Better information protection: Intentional data redundancy can enhance information protection by protecting the organization’s data from breaches. It is also challenging for cyberattacks to target considerable amounts of data simultaneously if all an organization’s data is in different locations.
Increase data access: Some storage locations may be more easily accessible than others if an organization keeps its data in several locations. This ensures that different users within the organization can access several data entry points and enjoy faster data access speeds.
Data accuracy: A data management system can assess discrepancies by having several locations for the same data, improving the data’s accuracy. Different levels of data storage can subsequently enable efficient quality assurance.
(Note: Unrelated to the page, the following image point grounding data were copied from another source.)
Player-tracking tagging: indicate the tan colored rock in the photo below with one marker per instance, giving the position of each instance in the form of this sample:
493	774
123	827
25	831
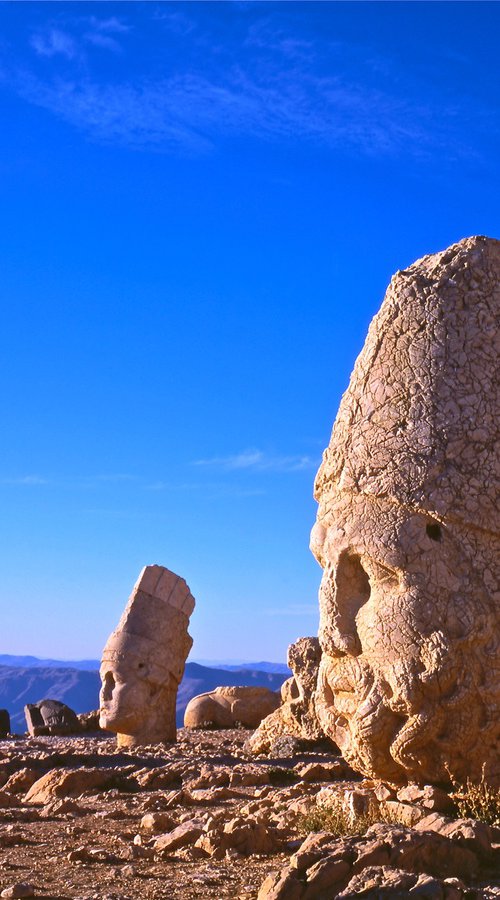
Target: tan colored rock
144	658
296	716
66	783
227	707
408	531
386	857
21	781
182	836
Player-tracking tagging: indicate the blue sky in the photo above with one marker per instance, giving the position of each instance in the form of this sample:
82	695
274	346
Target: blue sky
201	205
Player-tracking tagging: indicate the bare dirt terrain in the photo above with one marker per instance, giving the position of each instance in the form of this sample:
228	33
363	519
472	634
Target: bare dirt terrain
197	819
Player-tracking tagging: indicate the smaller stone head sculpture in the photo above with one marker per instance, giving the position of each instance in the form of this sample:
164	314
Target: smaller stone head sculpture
144	658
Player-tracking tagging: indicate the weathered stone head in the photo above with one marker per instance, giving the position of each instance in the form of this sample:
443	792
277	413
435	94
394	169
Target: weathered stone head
143	660
408	530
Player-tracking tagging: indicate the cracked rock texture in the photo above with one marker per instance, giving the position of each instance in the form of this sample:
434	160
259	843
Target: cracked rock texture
144	658
408	530
226	707
296	715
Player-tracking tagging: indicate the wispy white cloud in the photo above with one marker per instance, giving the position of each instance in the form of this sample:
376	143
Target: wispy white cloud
76	481
104	41
111	24
293	609
208	489
54	42
258	461
25	480
276	84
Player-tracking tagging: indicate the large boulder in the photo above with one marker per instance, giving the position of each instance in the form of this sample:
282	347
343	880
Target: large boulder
408	531
51	717
144	658
228	707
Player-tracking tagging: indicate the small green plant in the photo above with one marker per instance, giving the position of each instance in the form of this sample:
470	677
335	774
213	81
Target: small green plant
478	801
337	820
279	776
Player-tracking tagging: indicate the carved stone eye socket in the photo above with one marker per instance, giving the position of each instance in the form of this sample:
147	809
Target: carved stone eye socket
433	530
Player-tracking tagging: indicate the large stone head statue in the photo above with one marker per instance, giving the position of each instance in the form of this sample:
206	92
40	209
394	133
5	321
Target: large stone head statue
408	530
143	660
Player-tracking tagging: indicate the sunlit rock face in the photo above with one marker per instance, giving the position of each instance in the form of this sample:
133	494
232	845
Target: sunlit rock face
144	658
296	716
408	530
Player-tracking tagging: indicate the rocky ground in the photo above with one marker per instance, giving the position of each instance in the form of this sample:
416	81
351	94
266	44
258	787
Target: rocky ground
204	819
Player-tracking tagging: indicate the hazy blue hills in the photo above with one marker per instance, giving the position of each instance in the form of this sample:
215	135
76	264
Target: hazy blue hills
28	682
34	662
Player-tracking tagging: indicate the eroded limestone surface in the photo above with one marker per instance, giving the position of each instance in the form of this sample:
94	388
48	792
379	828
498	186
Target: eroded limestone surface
144	658
408	530
296	715
228	707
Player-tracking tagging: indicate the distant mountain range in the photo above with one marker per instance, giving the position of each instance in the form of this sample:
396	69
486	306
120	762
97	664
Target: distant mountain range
90	665
27	679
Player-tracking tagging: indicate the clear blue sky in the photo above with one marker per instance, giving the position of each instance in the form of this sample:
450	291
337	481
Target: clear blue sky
201	206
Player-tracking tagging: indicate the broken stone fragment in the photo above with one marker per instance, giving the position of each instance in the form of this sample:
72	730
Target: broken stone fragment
144	658
50	717
296	716
228	707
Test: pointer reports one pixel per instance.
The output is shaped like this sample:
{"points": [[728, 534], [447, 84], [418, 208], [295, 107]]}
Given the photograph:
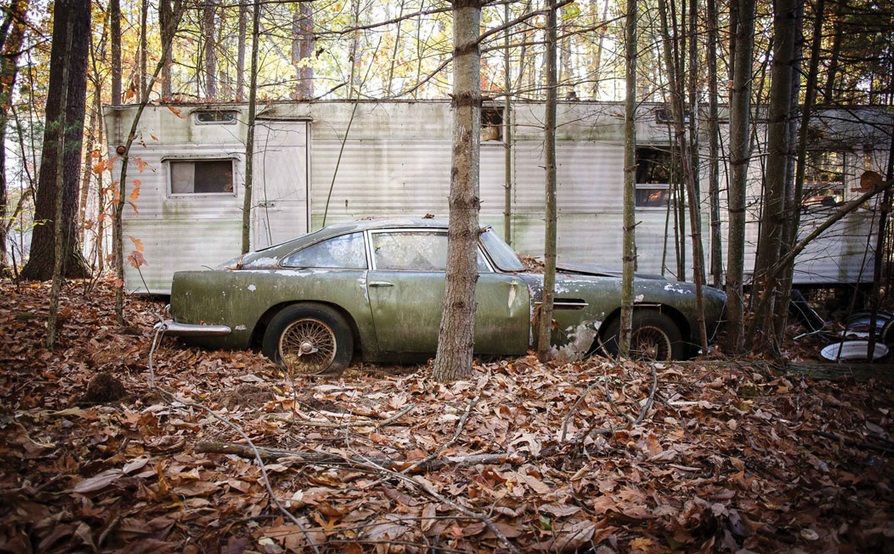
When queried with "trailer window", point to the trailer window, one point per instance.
{"points": [[202, 177], [491, 124], [653, 176], [216, 117], [823, 178]]}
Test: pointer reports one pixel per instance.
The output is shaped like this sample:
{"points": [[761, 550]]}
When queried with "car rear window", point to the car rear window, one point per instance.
{"points": [[344, 252]]}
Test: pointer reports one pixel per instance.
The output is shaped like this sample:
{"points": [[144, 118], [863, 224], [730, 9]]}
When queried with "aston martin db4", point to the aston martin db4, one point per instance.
{"points": [[373, 290]]}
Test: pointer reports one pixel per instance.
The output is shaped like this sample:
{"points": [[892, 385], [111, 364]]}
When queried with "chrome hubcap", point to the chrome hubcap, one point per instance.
{"points": [[307, 346]]}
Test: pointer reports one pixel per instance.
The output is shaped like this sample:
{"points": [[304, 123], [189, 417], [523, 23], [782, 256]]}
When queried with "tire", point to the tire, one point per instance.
{"points": [[655, 337], [314, 332]]}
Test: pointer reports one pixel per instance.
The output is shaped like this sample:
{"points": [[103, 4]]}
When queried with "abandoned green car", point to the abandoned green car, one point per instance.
{"points": [[374, 290]]}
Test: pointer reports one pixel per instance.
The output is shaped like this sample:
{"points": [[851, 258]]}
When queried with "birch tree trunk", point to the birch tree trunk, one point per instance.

Better data analysis: Organizations that store significant amounts of data typically use it to analyze trends and make reports for a company or a client. This requires accurate data, which companies can guarantee through intentional data redundancy.
Using Replication and Redundancy for High Availability
Reliable replication ensures that the most recent data is available to customers across all data centers, even in cases of server failure. It is very useful in improving the availability of data, as data is copied from one server to another so that all the users can share the same consistent data. The result is a distributed database in which users can access data relevant to their tasks without interfering with the work of others.
Data replication encompasses duplication of transactions on an ongoing basis. Data is consistently updated and synchronized with the source. However, in data replication, while data is available at different locations, a particular relation has to reside in only one location.
Companies should implement a reliable data management system to reduce data redundancy and keep only the data that helps their business progress.
Random data reductions can be a significant problem for organizations. Therefore, it is important to deliberately delete as much unneeded/unwanted data as possible, while understanding the value of redundancy for backups and improved security. Having all of your systems integrated makes it easier to keep records and finances up to date, access data more and is less costly to secure.